OPEU trying to organize 'temps'


SALEM - The Oregon Public Employees Union (OPEU) is trying to unionize one of the most difficult-to-organize groups of workers - high-turnover temporary workers employed by the State of Oregon.

Organizer Suzanne Wall said three union staffers and 65 member-organizers have been working since January to sign up 1,100 of the state's "direct hire" temp workers.

The union filed for an election with the Oregon Employment Relations Board April 28. The state uses many temp workers, from highly paid Y2K computer consultants to low-wage, low-skill workers. Some temps are hired through St. Vincent de Paul and Goodwill, which function like temp agencies, while others come from for-profit agencies like Kelly and Manpower, Inc. OPEU is organizing temps that the state hires directly.

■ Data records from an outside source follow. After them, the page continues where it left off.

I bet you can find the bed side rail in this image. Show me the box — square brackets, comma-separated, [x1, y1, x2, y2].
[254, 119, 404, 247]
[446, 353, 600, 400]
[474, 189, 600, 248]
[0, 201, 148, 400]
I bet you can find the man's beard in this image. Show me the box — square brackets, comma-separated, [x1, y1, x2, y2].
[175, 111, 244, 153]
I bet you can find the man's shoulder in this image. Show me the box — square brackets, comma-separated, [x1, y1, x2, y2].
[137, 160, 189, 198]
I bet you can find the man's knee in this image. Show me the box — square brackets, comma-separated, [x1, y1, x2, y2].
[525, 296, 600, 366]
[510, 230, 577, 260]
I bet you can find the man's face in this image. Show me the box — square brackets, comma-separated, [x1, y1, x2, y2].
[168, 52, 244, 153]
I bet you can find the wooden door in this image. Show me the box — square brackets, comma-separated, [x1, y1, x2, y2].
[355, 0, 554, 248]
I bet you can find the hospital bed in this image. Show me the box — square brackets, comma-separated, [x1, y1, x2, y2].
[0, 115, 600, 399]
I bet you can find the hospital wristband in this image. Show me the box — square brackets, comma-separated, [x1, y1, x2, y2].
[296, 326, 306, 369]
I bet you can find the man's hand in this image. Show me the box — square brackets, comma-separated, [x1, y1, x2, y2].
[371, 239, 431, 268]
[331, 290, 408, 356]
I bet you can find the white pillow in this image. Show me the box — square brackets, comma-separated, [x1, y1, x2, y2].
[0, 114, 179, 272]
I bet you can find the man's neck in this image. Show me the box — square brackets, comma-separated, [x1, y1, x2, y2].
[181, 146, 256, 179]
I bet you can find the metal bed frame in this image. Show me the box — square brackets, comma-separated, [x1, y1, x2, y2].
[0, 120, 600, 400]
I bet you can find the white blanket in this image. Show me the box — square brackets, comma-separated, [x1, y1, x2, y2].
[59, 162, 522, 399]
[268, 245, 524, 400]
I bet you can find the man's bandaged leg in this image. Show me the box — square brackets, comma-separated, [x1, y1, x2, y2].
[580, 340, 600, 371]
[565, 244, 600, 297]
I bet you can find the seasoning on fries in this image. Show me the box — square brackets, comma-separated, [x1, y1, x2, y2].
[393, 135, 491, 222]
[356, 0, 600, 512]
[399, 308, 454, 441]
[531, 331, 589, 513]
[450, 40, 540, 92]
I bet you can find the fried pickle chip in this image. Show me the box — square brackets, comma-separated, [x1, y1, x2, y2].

Current law allows the state to hire temps to fill in for employees on leave, or to handle temporary workload crises. But Wall says the state is abusing this authority, using temps to cover ongoing staffing problems. Fully one-fifth of the workers at state hospitals are temps, for instance.

"We think the state is embarrassed to be caught violating its statutory right to employ temps," Wall said.

At the state hospital in Salem, temp workers mobilized by the OPEU organizing drive marched into a superintendent's office to ask why the hospital uses so many temps, and were told that the superintendent was herself a temp, Wall said.

Chief among the temps' demands are pay and benefits equal to permanent employees. They also want to make it easier to become permanent employees.

State Senator Tony Corcoran, a member of OPEU, has introduced Senate Bill 1222, which would require the state to seek funding for permanent positions when temps have been working longer than six months, and then, to consider the temp for the job. The bill has been referred to the General Government Committee.

Wall said the union also plans to "bargain to organize." OPEU's statewide contract expires June 30 and recognition of units of temporary workers is one of the items the union intends to bargain for in negotiations.

Ultimately, more is at stake on the issue of the state's temp workers than workers' rights alone.

As temporary worker Melora Wedum sees it, the public is poorly served when the state hires temps to fill spaces that ought to be permanent. Wedum works for Child Protective Services. Her clients, many of them children, may already have been traumatized, and need to know there is an adult looking out for their interests; switching case workers can add to their trauma.

"When you overuse temps, you're sending a message that this isn't very important," she said.